Following the temporary closure of Norman Bar last month after a large brawl, Councillor Alison Garthwaite, who represents Hyde Park and Headingley, told a Leeds City Council meeting: “I assume this is grime, I know that grime is associated with trouble.” Critics quickly pounced, branding her comments as “lazy” and “ignorant” with “racial undertones”. While Councillor Garthwaite should indeed be held accountable for her speech, the emphasis should be put on her ignorance, and not that she was racist in what she said. The whole situation points to a larger societal and cultural problem that police and the authorities have with grime music and music of black origin.
Speaking to clarify her comments, Councillor Garthwaite revealed that “I had seen in the documents that the music had caused a problem, or contributed to the problem, in the past.” Over the last two decades, much has been done to stifle grime and garage seemingly disproportionately. The infamous Form 696 was a seminal example and the subject of Jme’s Noisey documentary The Police vs Grime Music in 2014. Form 696 specifically targeted any events that ‘predominantly features DJs or MCs performing to a record backing track’, as it reads on the form itself. The form had to be filled in fourteen days before the event took place, and controversially required the names, contact details and private addresses of all promoters, artists, and DJs that would be part of the event. Many live performances and club nights were cancelled in response to the Form 696s that were returned to the authorities, as the risk assessment conducted with the information supplied would determine that the event was unsafe.
Form 696 was scrapped in late 2017, but only after twelve years of use, and the lasting impact of the risk assessment should not be understated. When Councillor Garthwaite cites “documents” that informed her decision, it should ring more alarm bells than her ignorance about a music genre that is culturally removed from her. It is not ignorance if the information she has been given misleads her: it is an issue that concerns the bias of individuals in the police and authorities that wrote those documents.
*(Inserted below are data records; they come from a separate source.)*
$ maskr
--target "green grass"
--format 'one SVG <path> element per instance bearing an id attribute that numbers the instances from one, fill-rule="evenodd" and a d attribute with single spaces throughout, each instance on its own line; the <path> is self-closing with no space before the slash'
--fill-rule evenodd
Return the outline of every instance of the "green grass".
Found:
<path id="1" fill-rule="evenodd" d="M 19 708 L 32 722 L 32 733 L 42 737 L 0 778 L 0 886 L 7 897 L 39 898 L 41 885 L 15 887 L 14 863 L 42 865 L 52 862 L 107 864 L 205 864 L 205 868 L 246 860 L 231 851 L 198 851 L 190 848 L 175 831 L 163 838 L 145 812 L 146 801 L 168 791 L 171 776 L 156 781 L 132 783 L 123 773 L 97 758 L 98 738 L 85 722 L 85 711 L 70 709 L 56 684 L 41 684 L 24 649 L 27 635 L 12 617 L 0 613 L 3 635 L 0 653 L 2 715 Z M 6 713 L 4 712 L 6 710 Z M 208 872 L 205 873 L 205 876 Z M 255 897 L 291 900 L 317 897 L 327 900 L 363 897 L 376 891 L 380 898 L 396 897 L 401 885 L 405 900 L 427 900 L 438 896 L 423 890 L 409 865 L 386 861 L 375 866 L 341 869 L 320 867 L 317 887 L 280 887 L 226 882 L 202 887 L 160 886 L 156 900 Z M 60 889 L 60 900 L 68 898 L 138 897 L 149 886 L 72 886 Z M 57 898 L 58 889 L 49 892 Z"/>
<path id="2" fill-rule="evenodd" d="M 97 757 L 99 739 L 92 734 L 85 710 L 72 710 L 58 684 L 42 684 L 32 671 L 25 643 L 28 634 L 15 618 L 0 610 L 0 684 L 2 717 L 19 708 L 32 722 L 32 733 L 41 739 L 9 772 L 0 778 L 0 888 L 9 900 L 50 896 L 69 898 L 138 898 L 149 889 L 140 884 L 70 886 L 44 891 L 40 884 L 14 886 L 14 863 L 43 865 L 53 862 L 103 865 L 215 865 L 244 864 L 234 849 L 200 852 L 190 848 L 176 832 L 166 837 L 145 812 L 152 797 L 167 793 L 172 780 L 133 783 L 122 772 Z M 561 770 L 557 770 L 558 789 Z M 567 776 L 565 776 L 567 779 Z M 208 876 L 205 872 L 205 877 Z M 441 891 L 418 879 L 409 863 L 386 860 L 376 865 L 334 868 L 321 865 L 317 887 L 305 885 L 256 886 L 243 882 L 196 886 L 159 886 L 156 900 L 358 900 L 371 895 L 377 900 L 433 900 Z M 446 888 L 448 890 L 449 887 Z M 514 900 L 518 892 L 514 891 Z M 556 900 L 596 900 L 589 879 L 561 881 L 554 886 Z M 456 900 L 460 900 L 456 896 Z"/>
Violence occurs everywhere in society. Any person claiming that it is disproportionately apparent in grime events should look to the tens of videos every year that are released, to use one example, after almost any horseracing event. How many times have drunk, predominantly white, predominantly middle-aged racegoers been filmed in mass brawls, or drunk and disorderly? Why is so much made of the potential violence in live events featuring grime and similar genres, when little is publicly done to criticise violence on race day, aside from a few tabloid articles fishing for clicks? The hypocrisy that enables people to view one event as potentially dangerous to attend and the other as a fun day out speaks volumes about the bias that has been stoked by the media and by those in authority.
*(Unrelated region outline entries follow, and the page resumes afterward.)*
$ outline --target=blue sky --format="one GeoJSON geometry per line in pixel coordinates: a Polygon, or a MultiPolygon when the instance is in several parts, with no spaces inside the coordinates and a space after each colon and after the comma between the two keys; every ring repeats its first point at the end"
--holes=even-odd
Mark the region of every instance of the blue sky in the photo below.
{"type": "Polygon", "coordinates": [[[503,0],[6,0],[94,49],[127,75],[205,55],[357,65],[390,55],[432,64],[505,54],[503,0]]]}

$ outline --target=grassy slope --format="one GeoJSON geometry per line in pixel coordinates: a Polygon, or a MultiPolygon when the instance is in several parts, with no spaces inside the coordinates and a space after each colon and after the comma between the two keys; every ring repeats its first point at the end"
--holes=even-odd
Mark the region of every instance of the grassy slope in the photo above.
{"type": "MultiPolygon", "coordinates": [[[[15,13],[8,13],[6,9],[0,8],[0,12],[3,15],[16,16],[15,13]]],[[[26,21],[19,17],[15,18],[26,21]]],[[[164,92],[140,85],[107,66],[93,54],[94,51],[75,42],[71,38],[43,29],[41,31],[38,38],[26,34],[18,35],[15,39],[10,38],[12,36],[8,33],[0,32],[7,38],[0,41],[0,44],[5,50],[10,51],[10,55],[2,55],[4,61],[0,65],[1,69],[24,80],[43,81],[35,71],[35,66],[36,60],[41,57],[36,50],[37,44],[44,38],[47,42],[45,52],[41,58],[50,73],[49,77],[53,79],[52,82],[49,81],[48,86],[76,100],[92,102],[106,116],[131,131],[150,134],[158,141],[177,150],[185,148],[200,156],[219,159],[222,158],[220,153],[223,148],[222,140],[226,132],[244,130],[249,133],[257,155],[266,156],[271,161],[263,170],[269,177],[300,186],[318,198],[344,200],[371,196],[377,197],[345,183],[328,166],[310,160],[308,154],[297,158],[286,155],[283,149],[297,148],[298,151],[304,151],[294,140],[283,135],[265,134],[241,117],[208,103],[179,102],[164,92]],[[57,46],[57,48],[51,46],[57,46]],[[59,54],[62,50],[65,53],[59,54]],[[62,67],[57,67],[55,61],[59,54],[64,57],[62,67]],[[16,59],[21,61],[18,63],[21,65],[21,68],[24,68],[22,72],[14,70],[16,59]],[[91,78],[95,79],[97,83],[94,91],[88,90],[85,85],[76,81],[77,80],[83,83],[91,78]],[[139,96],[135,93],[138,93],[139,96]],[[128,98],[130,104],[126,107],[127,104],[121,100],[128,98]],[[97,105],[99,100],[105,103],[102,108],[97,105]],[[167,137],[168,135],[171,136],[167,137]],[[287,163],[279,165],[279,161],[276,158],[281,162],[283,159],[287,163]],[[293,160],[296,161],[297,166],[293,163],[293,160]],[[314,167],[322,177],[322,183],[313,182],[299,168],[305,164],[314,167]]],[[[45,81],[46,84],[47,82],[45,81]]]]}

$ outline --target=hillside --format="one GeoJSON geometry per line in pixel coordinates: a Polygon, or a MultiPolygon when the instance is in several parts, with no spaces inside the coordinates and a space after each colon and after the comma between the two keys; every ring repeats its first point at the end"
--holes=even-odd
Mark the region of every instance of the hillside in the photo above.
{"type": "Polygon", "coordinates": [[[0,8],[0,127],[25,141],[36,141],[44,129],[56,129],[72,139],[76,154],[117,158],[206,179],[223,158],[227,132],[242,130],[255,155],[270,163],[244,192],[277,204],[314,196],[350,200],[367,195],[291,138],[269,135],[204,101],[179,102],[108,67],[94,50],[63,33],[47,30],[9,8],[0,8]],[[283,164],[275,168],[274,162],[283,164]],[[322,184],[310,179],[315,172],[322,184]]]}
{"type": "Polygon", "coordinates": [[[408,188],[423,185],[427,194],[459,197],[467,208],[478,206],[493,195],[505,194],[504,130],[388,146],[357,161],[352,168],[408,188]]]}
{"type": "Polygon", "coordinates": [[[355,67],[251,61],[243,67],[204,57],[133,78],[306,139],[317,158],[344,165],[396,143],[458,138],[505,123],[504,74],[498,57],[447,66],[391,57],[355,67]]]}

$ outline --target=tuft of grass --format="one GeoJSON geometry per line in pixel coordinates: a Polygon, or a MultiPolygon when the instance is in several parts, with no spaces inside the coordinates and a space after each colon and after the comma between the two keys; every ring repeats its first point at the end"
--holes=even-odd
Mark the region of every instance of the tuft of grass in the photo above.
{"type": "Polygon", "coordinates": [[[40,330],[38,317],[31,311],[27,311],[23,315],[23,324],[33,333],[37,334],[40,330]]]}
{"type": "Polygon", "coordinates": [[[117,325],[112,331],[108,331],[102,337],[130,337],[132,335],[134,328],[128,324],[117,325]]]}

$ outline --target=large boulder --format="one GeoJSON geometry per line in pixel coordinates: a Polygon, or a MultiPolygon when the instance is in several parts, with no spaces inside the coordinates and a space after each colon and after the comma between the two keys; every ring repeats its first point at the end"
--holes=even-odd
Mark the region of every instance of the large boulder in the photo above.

Is the treatment of grime music and artists, by those in authority, in some way racist? Undeniably. But the source of that racism is not the individual judgement of people like Councillor Garthwaite; it is the result of sustained bias that has permeated the society, that tells us that particular genres of event are somehow more dangerous than others, even when there is little evidence to back such a claim.
Every weekend, people fight in clubs and pubs across the country. More has to be done to target the individuals that perpetrate violent crimes, no matter what context it may be in, instead of making a judgement based on group identity and possibly biased information. It is true that grime is a response to the violence that surrounds the communities of grime’s origin, but grime is not the cause of violence – just as Councillor Garthwaite’s comments are not directly racist, but are indicative of a wider systematic racism that still exists towards grime.
When contacted for further comment, Councillor Garthwaite attested that her statement “in discussion with the police, they had identified the type of music” referred to a previous Licensing Committee on the 2nd April. At this meeting, Sergeant Martin Mynard, West Yorkshire Police presented a report on the issues of “Policing and the Night-Time Economy”. The discussions at that meeting on 2nd April led Councillor Garthwaite to her remark that “I know grime is associated with trouble” in the 17th April meeting. As the 2nd April meeting was closed to the public, it is not clear as to what information was presented nor as to the details of the discussions that followed. What is clear is that the police, according to Councillor Garthwaite, were responsible for the identification of grime as a problematic genre, and Councillor Garthwaite was led to her assumptions, at least in part, by the police presentation.